Analysis of the factors
- Increased demand for animal-derived food: It has encouraged the intensification and industrialization of animal production (a large number of genetically similar animals are bred in for higher productivity and disease resistance).
- Intensive farm settings cause animals to be raised close to each other, in less ideal conditions characterized by limited biosecurity and animal husbandry, poor waste management, and use of antimicrobials as a substitute for these conditions.
- High use of antimicrobials in such farm settings is also contributing to the burden of antimicrobial resistance (AMR), which itself is a chronic pandemic of high cumulative damage threatening public global public health.
- The loss of forest cover for agricultural purposes is influencing the emergence of zoonotic diseases by increasing human access to wildlife.
- Environment-Wildlife Interface: The increased use and exploitation of wildlife can bring humans in closer contact with wild animals.
- Utilization of natural resources owing to urbanization, changes in land-use patterns, and growing industrialization can also cause destruction and fragmentation of wildlife habitats and increase contact between humans and wildlife.
Recommendations suggested by the report
- The UNEP and ILRI emphasized on the importance of a ‘One-Health’ approach to manage and prevent zoonotic disease outbreaks and pandemics.

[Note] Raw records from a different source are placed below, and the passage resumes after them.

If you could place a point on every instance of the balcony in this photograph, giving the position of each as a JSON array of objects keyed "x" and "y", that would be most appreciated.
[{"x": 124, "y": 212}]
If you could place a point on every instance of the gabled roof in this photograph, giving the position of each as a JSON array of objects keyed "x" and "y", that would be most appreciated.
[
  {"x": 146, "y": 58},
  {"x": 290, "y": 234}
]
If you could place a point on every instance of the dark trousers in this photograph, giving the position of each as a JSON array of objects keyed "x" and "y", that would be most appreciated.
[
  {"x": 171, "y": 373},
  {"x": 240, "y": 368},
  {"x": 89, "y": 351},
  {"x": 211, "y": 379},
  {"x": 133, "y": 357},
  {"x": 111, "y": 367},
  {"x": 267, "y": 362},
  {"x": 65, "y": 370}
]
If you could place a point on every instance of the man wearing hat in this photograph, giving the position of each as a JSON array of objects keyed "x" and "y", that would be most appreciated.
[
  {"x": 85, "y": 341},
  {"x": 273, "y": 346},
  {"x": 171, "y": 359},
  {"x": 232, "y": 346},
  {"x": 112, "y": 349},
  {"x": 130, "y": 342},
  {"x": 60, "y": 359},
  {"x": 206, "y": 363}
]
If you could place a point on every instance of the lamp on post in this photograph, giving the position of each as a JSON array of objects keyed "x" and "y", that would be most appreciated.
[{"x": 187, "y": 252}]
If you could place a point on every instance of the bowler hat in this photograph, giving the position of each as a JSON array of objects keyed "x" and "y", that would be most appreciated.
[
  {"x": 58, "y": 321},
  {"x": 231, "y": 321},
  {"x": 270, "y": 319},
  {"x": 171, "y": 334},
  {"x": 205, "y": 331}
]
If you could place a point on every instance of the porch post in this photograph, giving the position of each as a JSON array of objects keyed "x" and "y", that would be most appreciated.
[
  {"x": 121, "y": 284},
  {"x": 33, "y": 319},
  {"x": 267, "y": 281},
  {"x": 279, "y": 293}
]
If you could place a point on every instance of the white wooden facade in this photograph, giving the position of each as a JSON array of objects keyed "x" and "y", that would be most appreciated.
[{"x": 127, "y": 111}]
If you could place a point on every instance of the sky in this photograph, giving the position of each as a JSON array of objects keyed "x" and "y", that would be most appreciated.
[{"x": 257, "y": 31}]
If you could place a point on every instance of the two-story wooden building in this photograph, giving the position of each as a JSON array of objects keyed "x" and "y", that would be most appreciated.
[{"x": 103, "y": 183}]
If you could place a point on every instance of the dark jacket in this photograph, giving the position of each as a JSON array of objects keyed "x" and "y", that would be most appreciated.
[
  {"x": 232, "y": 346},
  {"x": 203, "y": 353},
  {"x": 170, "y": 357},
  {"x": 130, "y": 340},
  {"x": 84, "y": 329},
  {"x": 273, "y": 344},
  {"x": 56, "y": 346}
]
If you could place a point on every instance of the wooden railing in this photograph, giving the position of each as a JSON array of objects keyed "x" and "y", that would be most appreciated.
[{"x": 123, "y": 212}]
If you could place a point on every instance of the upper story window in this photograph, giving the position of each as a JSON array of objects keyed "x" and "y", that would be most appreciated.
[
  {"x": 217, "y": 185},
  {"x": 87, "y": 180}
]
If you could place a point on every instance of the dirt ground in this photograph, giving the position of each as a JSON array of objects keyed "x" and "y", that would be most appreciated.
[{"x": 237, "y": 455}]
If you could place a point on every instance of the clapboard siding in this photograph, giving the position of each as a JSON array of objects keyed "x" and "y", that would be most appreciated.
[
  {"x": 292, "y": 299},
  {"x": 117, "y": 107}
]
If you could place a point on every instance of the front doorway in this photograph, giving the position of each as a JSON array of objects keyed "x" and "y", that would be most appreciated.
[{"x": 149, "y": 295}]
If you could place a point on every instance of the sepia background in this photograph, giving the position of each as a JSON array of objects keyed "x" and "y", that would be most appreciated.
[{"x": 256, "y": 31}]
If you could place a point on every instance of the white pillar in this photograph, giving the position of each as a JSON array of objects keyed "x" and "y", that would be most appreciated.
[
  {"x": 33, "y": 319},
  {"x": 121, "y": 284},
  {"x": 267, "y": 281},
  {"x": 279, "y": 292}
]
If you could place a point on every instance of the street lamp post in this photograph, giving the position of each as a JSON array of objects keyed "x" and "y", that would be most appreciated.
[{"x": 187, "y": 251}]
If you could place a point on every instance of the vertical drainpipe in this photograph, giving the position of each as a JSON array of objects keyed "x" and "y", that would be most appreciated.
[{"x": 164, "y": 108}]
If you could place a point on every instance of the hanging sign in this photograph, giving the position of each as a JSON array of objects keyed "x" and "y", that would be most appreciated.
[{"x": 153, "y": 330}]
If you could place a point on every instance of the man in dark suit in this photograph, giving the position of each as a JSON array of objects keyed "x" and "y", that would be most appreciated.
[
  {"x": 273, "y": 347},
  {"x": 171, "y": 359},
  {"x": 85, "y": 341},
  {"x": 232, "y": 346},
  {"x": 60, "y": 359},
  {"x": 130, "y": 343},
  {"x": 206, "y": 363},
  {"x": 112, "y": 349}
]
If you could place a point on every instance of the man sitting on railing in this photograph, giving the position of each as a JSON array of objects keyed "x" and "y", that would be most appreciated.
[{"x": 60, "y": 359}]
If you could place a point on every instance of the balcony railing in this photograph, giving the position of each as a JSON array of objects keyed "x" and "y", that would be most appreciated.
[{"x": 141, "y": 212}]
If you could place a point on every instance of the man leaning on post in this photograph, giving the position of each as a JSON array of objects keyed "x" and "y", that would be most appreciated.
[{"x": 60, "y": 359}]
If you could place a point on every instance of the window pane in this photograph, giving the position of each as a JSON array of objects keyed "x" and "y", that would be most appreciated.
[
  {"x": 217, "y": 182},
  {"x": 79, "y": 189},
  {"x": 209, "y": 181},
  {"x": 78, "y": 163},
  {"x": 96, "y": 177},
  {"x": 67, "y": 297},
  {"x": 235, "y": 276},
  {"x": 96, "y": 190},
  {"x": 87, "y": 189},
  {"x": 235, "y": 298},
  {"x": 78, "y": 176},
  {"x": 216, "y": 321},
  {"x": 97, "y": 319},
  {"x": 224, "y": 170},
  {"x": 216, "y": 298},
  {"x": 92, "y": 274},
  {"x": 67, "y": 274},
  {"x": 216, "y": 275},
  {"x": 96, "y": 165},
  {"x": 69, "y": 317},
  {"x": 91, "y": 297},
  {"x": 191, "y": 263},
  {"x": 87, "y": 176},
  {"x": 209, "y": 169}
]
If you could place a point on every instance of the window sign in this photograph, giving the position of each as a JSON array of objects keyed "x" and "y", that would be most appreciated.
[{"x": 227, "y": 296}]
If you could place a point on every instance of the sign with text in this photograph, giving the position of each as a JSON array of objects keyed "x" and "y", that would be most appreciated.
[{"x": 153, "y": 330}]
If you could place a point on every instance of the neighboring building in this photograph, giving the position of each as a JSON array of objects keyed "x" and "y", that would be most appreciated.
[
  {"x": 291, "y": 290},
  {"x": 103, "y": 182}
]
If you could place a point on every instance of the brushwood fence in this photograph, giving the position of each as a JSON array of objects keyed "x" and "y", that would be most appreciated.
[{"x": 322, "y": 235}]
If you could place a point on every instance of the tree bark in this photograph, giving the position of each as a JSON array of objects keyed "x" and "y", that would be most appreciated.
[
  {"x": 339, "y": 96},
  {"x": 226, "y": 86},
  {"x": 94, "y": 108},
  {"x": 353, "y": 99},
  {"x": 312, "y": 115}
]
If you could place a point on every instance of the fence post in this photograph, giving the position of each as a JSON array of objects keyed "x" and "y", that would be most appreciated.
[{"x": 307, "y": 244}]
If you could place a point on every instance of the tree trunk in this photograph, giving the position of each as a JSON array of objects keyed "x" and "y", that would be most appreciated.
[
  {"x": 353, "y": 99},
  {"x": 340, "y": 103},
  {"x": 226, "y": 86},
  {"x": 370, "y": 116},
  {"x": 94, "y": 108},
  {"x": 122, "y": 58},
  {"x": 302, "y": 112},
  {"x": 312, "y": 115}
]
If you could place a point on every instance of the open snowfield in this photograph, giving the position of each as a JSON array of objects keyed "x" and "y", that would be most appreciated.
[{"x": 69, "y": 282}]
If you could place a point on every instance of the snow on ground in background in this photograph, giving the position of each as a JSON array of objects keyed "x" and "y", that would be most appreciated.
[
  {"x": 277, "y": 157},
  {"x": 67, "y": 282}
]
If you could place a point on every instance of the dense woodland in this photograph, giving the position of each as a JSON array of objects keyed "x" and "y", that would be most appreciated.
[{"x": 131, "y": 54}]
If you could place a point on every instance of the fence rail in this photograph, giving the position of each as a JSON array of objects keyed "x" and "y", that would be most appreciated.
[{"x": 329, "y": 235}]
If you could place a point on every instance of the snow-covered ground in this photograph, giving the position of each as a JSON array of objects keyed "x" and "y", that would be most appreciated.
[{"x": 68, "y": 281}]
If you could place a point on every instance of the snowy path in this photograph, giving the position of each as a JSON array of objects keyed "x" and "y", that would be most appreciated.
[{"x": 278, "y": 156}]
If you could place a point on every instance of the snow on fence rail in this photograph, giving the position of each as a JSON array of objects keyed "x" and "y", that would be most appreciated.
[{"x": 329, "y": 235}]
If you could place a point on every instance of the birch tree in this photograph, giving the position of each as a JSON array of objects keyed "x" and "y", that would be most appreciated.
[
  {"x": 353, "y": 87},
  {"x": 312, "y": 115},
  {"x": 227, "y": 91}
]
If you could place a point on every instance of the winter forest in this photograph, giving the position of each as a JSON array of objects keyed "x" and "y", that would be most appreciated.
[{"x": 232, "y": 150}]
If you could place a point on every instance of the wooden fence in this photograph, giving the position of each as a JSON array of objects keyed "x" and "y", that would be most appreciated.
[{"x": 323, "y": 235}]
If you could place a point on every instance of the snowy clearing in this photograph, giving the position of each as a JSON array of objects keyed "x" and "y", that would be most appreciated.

The report made ten recommendations based on the One Health approach which includes:
- Raising awareness of zoonotic diseases;
- Investing in interdisciplinary approaches, including One Health;
- Expanding scientific inquiry into zoonotic diseases;
- Improving cost-benefit analyses of interventions to include full-cost accounting of societal impacts of disease;
- Strengthening monitoring and regulation practices associated with zoonotic diseases, including food systems;
- Incentivizing sustainable land management practices and developing alternatives for food security and livelihoods that do not rely on the destruction of habitats and biodiversity;
- Improving biosecurity and control, identifying key drivers of emerging diseases in animal husbandry and encouraging proven management and zoonotic disease control measures;
- Supporting the sustainable management of landscapes and seascapes that enhance sustainable co-existence of agriculture and wildlife;
- Strengthening capacities among health stakeholders in all countries;
- Operationalising the One Health approach in land-use and sustainable development planning, implementation, and monitoring, among other fields.
- There is an immediate need to invest in an in-depth understanding of environmental linkages with zoonotic diseases, monitoring of such diseases in human-dominated environments, investigating how environmental change or degradation is impacting zoonotic disease emergence.
- We must follow sustainable methods of food production and reduce dependence on intensive systems to preserve health and ecosystems.
United Nations Environment Programme (UNEP)
- Established: 5 June, 1972
- Headquarters: Nairobi, Kenya
- Reports: Global Environment Outlook, Actions on Air Quality, Emission Gap Report, Rise of Environmental Crime (by UNEP & Interpol).
International Livestock Research Institute (ILRI)
- Established: 21 September, 1994
- Headquarters: Nairobi, Kenya
- ILRI’s mission is to improve food and nutritional security and to reduce poverty in developing countries through research for efficient, safe and sustainable use of livestock—ensuring better lives through livestock.